Si risveglia dal coma dopo 28 anni: la storia di Munira

    La speranza è l’ultima a morire. I detti antichi sono quasi sempre validi, ed è proprio il caso di Munira Abdulla, una donna che nel lontano 1991 aveva subito un gravissimo incidente stradale, con conseguenze disastrose: lesione cerebrale e stato di coma irreversibile. Almeno fino ai nostri anni, perché per qualche ragione (che sia scientifica o spirituale) Munira si è risvegliata, incredibilmente, dopo 28 anni.
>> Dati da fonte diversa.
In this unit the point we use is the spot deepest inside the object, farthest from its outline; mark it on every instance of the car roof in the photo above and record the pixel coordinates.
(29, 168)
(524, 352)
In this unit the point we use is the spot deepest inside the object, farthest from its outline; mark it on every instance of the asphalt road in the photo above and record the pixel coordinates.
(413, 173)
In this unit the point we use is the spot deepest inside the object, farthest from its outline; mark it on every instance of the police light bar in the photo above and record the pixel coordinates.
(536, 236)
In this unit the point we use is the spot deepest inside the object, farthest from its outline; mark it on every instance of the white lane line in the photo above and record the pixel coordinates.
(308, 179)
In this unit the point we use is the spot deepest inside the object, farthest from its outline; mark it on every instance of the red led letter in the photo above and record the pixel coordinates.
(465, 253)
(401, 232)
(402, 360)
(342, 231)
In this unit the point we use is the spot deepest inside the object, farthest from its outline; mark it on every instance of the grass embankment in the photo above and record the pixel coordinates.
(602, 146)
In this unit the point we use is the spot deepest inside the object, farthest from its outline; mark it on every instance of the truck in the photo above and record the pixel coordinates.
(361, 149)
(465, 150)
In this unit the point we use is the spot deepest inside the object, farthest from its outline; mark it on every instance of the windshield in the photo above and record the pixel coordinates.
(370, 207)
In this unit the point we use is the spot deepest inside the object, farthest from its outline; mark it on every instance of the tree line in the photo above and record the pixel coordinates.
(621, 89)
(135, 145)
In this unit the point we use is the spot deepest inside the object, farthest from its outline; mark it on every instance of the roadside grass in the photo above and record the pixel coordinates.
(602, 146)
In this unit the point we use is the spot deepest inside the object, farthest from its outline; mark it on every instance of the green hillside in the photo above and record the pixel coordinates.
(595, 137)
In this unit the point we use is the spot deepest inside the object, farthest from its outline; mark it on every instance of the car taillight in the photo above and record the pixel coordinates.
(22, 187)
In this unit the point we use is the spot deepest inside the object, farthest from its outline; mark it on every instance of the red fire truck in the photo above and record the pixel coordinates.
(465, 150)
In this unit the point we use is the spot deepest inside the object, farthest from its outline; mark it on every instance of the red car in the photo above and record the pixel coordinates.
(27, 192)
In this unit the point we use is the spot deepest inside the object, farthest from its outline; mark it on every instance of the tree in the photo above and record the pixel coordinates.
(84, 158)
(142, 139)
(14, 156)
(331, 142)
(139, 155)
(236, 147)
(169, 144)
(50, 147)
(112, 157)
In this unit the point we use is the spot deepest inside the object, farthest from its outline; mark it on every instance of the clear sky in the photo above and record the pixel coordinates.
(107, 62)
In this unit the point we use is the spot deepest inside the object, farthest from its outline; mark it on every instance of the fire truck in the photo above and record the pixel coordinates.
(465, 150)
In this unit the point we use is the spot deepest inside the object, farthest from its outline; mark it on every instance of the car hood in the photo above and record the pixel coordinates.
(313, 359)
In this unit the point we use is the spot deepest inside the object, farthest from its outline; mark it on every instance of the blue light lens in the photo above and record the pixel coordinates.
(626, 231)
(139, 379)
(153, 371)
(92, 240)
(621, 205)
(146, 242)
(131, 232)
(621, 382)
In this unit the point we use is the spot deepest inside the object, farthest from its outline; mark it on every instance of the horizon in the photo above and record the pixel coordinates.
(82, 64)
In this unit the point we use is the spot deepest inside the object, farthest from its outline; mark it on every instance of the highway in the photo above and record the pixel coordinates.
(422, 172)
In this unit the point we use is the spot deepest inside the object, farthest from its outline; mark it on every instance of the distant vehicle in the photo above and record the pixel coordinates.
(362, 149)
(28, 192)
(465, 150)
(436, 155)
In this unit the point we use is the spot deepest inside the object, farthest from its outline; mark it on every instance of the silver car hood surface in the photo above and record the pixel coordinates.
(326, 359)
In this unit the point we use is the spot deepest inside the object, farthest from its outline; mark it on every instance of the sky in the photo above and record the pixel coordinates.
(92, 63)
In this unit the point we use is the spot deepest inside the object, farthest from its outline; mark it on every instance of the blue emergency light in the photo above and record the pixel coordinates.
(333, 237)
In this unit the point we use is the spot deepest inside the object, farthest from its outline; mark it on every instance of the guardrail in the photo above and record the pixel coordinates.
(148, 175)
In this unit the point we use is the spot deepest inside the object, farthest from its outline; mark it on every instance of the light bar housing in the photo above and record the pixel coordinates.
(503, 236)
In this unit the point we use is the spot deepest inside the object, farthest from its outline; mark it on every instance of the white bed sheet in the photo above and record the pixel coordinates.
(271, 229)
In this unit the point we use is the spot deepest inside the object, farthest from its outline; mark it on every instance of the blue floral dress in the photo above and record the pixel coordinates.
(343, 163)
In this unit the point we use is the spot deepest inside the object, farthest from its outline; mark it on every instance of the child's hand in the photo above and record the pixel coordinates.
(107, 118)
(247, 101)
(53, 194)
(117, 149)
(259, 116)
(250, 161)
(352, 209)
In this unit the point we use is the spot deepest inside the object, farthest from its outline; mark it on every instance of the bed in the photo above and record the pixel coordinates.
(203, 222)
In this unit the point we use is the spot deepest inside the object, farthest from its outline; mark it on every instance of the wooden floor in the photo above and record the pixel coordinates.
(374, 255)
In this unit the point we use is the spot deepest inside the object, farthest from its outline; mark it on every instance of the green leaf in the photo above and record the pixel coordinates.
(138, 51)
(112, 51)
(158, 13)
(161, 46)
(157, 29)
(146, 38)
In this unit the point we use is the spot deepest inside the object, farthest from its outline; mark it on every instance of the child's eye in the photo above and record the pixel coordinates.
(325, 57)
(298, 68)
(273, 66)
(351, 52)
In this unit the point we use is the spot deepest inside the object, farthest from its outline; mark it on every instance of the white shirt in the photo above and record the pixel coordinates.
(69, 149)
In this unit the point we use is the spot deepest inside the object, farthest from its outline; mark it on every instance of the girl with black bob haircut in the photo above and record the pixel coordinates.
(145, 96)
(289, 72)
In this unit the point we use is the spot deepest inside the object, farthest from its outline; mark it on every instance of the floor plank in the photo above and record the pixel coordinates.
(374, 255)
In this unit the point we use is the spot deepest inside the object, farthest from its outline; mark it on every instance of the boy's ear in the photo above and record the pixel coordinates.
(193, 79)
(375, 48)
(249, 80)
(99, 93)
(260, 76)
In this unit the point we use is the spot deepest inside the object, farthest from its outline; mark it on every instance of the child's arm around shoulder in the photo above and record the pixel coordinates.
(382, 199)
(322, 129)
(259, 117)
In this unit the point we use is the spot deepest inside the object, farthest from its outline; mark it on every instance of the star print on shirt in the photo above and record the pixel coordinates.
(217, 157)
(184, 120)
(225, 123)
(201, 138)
    Si risveglia dal coma dopo 28 anni: mai perdere la speranza

    Munira aveva 32 anni quando era entrata, in seguito all’incidente con l’auto, in uno stato di semi coscienza: nessuna reazione ma riusciva a percepire il dolore. La donna è stata alimentata con le macchine, e grande l’impegno che c’è stato da parte di infermieri e fisioterapisti, per prendersi cura di lei e farle effettuare esercizi e movimenti per mantenere in buono stato la muscolatura. Poi il miracoloso risveglio, dopo quasi 30 anni: “Non ho mai rinunciato a lei perché ho sempre avuto la sensazione che un giorno si sarebbe svegliata” ha detto il figlio Omar Webair al The National.
    Un risultato che probabilmente arriva da lontano. Nel 2017 il principe ereditario di Abu Dhabi si accollò la spesa per alcuni trattamenti specifici in Germania, che promettevano di garantire alla donna un riposo maggiore e migliore percezione ambientale. Nel giugno del 2018, poi, il figlio è stato svegliato dalla voce della madre Munira: “Ha iniziato a chiamarmi. Ho sognato quel momento per tutti questi anni, e la prima cosa che ha detto dopo 28 anni è stato il mio nome”. Il percorso, da lì, è stato lungo: la donna ha piano piano acquisito più autonomia e facoltà. Oggi ha fatto ritorno ad Abu Dhabi e grazie agli esercizi che ha compiuto ha di nuovo la possibilità di pregare, farsi capire nel momento in cui percepisce un dolore e addirittura provare a fare quattro chiacchiere. “La ragione per cui ho condiviso la sua storia”, ha detto il figlio “è per dire alla gente non perdete la speranza, non considerateli morti quando si trovano in questo stato. Per anni i dottori mi hanno detto che era un caso senza speranza e che non c’era motivo per il trattamento che stavo cercando per lei, ma ogni volta che mi trovavo in dubbio, mi sono messo al suo posto e ho fatto tutto il possibile per migliorare le sue condizioni”.